Eating the Sun: A walkthrough with artist Liliana Zeic
1 May 2026
The Polish-born, Warsaw-based artist Liliana Zeic works with craft techniques, video, photography, objects, and text, creating intermedia and performative projects based on artistic research. Since 2020, she has increasingly turned to craft-based methods, primarily developing her own woodwork technique rooted in intarsia. Her artistic practice is grounded in queer feminism and queer ecology, most recently focusing on queer histories through the lens of folk mythology.
Speaking on bringing her work to Ireland, artist Liliana Ziec says:
“I’m incredibly excited to be working with Project Arts Centre. It’s a collaboration I’ve immersed myself in over the past few months, and I can’t wait to see how my work resonates in this space and in this city. I’m also deeply curious about the institution itself and feel honoured to be part of its program.”

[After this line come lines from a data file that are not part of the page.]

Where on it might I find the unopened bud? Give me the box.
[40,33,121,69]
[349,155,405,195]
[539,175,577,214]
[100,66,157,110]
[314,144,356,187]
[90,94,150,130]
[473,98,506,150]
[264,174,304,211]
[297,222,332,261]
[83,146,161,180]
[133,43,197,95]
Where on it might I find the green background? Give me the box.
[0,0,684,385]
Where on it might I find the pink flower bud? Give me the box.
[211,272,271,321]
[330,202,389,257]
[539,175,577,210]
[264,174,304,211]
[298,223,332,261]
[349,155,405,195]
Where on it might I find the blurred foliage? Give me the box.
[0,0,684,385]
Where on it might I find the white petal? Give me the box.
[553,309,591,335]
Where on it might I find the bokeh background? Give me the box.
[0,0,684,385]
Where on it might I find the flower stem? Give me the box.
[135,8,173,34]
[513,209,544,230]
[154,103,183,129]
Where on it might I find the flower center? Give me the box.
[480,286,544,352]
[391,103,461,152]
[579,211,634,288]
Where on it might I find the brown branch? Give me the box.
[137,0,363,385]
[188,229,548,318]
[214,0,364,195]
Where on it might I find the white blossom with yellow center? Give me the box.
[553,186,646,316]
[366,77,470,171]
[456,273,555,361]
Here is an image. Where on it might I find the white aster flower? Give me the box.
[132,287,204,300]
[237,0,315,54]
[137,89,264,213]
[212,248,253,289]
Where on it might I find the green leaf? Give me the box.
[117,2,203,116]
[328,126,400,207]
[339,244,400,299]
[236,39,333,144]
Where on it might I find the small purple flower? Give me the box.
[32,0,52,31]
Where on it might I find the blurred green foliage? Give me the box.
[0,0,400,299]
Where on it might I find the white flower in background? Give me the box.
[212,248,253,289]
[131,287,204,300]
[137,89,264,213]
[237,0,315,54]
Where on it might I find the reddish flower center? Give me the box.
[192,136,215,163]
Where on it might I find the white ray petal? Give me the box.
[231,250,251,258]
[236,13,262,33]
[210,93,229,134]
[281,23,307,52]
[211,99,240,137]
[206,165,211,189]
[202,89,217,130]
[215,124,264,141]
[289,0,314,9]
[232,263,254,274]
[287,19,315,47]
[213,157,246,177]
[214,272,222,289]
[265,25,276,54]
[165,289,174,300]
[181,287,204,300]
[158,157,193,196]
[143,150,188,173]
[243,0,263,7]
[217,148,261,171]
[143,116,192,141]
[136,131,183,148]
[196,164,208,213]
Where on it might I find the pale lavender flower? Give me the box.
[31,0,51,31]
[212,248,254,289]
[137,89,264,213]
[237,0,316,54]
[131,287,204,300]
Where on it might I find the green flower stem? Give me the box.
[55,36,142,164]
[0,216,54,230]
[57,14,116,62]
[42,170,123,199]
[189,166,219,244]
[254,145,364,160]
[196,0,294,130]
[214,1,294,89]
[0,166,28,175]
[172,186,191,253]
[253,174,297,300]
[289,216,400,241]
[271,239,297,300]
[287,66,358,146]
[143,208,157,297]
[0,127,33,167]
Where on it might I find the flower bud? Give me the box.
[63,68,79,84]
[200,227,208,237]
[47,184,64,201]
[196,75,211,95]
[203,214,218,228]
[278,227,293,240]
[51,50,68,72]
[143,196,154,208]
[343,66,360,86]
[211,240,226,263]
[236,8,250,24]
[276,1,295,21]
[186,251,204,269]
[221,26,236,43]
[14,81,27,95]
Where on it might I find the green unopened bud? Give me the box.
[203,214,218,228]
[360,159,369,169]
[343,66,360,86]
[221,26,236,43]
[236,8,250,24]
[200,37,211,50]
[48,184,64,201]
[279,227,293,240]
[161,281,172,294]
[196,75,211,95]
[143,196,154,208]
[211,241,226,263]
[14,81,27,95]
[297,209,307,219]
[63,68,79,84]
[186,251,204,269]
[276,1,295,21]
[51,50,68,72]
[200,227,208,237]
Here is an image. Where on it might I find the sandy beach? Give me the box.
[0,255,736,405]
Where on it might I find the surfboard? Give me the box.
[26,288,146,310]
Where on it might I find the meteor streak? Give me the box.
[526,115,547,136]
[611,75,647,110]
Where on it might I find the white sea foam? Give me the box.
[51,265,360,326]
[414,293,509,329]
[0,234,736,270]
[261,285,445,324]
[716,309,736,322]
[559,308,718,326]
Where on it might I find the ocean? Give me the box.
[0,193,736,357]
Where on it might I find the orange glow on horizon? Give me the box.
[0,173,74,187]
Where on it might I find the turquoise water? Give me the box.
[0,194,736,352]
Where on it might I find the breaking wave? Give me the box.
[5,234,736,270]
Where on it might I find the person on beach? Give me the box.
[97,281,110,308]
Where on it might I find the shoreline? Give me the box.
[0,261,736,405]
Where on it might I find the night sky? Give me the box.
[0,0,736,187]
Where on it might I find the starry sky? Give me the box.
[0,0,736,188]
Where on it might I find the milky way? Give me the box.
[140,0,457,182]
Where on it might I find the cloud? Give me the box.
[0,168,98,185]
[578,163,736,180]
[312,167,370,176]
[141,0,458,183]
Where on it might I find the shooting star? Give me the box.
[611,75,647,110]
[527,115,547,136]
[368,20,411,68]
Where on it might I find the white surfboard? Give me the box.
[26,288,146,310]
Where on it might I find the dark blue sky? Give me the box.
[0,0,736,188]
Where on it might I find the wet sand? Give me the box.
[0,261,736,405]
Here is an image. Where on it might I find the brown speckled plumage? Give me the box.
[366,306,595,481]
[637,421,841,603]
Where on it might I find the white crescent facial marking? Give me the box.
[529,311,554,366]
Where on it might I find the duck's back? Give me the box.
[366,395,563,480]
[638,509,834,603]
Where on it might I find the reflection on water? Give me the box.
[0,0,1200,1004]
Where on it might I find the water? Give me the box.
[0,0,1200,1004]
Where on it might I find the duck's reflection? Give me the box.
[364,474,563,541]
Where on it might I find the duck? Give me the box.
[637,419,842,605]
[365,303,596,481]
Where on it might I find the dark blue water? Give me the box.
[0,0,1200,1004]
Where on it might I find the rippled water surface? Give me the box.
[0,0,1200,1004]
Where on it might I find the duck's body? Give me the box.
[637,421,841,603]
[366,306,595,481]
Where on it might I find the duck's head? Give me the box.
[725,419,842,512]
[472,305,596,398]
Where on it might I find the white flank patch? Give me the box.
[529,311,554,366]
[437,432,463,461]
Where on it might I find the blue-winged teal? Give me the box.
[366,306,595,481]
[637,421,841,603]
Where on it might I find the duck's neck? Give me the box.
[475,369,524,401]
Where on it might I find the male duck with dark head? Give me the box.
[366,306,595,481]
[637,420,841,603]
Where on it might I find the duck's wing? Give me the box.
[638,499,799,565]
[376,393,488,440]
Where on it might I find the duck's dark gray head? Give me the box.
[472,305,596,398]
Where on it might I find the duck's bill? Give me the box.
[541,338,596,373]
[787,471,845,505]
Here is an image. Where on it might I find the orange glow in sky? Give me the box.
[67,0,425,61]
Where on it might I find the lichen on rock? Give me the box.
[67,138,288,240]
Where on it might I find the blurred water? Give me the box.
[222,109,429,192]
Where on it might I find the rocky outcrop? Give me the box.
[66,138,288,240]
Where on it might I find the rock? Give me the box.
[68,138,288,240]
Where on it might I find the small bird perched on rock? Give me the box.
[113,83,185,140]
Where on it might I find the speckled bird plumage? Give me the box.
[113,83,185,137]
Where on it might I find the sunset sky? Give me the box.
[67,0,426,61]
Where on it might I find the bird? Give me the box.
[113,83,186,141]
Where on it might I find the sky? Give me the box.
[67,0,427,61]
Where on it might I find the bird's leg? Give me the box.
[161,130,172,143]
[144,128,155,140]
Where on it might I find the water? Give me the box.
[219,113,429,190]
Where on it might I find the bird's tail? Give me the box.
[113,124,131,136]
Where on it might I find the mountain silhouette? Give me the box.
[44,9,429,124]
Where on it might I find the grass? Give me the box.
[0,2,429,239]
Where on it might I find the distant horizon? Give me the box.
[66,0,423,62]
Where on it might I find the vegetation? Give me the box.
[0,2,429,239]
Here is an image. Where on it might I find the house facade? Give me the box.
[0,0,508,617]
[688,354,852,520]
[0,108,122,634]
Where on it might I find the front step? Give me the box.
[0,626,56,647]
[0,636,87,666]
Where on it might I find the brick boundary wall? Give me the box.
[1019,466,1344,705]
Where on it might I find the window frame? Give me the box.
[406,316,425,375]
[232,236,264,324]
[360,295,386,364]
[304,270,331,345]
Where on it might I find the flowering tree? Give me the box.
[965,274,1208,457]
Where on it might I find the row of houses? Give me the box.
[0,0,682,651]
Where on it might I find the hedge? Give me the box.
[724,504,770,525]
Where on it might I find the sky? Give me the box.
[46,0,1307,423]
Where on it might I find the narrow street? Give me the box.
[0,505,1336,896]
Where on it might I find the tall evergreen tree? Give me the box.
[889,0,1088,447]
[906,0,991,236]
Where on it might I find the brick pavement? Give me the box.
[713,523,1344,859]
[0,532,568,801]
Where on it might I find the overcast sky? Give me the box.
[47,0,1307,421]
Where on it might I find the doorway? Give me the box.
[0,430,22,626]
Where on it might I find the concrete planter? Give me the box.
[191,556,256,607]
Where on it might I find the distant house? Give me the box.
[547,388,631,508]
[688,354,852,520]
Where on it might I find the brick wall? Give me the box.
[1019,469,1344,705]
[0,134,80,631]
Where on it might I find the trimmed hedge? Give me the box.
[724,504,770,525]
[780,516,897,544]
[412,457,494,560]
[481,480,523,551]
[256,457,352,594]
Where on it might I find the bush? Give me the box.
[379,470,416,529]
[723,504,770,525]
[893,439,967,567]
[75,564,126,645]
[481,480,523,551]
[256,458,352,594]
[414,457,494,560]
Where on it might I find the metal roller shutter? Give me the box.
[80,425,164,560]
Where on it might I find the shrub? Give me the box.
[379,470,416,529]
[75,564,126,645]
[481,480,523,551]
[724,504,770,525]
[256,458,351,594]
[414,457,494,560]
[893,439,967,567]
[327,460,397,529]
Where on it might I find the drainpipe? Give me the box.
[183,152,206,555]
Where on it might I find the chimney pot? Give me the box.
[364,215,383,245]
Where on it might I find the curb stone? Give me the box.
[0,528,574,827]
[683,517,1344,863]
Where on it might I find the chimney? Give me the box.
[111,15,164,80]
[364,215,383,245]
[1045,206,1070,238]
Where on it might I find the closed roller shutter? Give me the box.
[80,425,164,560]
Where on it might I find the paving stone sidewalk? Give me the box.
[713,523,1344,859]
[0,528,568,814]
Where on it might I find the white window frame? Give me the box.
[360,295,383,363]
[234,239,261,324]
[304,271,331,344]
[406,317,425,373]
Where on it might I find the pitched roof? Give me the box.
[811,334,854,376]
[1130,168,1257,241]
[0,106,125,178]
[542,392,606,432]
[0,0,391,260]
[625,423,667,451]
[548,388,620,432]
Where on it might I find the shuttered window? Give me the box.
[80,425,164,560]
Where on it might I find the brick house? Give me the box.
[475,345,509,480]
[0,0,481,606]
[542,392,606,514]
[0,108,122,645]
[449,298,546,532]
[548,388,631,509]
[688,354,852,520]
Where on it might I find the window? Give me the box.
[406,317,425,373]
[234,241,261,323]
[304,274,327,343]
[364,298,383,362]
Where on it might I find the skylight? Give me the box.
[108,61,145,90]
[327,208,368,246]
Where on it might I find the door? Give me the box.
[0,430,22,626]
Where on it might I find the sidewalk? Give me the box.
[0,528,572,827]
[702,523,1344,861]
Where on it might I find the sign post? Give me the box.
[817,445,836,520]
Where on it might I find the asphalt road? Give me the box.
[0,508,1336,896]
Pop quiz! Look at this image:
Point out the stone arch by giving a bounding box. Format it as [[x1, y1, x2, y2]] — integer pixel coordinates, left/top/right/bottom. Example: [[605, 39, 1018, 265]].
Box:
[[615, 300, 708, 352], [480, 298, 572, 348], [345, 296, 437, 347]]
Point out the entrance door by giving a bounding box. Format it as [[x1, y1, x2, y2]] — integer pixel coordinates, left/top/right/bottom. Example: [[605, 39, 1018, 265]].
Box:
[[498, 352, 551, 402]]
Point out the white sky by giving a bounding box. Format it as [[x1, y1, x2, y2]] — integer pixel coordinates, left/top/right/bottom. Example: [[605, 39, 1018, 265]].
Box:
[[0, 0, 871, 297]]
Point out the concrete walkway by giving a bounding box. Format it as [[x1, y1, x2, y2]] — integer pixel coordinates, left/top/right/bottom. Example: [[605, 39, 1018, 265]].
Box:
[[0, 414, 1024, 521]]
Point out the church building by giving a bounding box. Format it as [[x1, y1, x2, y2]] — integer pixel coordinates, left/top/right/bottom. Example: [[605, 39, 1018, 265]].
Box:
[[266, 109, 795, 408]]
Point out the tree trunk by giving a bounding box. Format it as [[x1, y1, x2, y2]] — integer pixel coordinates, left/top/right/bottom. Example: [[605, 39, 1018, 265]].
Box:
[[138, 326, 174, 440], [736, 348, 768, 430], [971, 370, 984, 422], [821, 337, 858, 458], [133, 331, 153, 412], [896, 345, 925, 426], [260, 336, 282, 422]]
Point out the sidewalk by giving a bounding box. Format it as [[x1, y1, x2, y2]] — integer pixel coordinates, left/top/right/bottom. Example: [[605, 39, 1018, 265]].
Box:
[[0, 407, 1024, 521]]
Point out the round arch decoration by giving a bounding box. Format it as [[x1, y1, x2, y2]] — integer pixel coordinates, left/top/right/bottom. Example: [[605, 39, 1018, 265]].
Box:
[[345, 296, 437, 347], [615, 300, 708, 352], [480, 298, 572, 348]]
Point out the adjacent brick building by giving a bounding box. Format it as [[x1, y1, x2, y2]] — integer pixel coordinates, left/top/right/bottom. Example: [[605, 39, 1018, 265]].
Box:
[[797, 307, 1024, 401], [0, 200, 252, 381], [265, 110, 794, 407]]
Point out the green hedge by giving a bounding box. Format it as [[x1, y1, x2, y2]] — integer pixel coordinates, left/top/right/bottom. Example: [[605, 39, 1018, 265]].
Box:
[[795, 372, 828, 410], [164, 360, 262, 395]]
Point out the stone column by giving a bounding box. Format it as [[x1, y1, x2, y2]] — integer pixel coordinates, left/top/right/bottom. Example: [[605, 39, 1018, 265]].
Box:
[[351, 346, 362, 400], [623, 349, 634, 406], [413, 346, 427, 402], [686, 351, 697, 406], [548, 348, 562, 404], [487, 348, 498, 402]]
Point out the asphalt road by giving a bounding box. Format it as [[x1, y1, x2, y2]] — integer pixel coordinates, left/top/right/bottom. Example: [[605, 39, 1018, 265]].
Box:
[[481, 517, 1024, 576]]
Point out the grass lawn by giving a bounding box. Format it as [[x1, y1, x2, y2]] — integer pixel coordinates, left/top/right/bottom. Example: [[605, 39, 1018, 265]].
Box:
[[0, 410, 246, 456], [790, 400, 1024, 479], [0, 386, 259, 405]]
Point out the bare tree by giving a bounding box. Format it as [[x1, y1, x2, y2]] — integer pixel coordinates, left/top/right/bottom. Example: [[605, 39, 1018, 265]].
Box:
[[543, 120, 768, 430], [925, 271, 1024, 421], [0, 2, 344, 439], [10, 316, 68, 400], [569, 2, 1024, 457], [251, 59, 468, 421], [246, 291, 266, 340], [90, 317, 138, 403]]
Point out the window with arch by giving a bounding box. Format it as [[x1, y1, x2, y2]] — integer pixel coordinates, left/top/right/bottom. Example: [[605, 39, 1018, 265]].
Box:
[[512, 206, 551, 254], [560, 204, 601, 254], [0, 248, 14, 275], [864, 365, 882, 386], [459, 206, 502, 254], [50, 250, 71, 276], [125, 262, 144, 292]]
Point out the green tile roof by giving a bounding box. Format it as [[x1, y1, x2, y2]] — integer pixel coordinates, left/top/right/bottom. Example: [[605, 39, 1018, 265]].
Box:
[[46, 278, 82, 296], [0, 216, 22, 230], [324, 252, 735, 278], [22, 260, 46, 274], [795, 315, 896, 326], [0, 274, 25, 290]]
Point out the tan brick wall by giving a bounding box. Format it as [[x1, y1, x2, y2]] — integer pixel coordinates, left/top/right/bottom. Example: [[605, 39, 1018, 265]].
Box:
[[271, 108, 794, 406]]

Eating the Sun is part of a research-led curatorial project, developed in collaboration with Dr Aleksandra Gajowy (UCD), designed to introduce Central and Eastern European (CEE) lesbian artistic practices to an Irish audience. The current heightened interest in the region – spurred by events such as the Russian invasion of Ukraine and the ongoing attacks on queer and trans lives, as well as women’s reproductive rights – has also highlighted the persistent lack of understanding of the CEE region, particularly in the global North. This gap is even more pronounced in discussions surrounding gender and sexuality. A timely programme focused on CEE queer women’s practices offers a vital contribution to a more nuanced understanding of these themes.
In her work Zjadaczki Słońca (The Sun Eaters), Zeic’s ongoing preoccupations with the natural, the lesbian, and the historical/ mythical come together to mark the locality of the body. Nature here does not signify the biological – rather, it points to the connectedness of the body with the history of the soil wherefrom it comes. Histories of land and soil have long been interconnected with those of gender, body, and sexuality, these connections marked as much in spiritual practices as in legislative regulations. The natural materials Zeic uses in her work – the wood, the hay, the nettle ropes – come to articulate a rootedness of the desiring, transhistorical lesbian gaze in its locality.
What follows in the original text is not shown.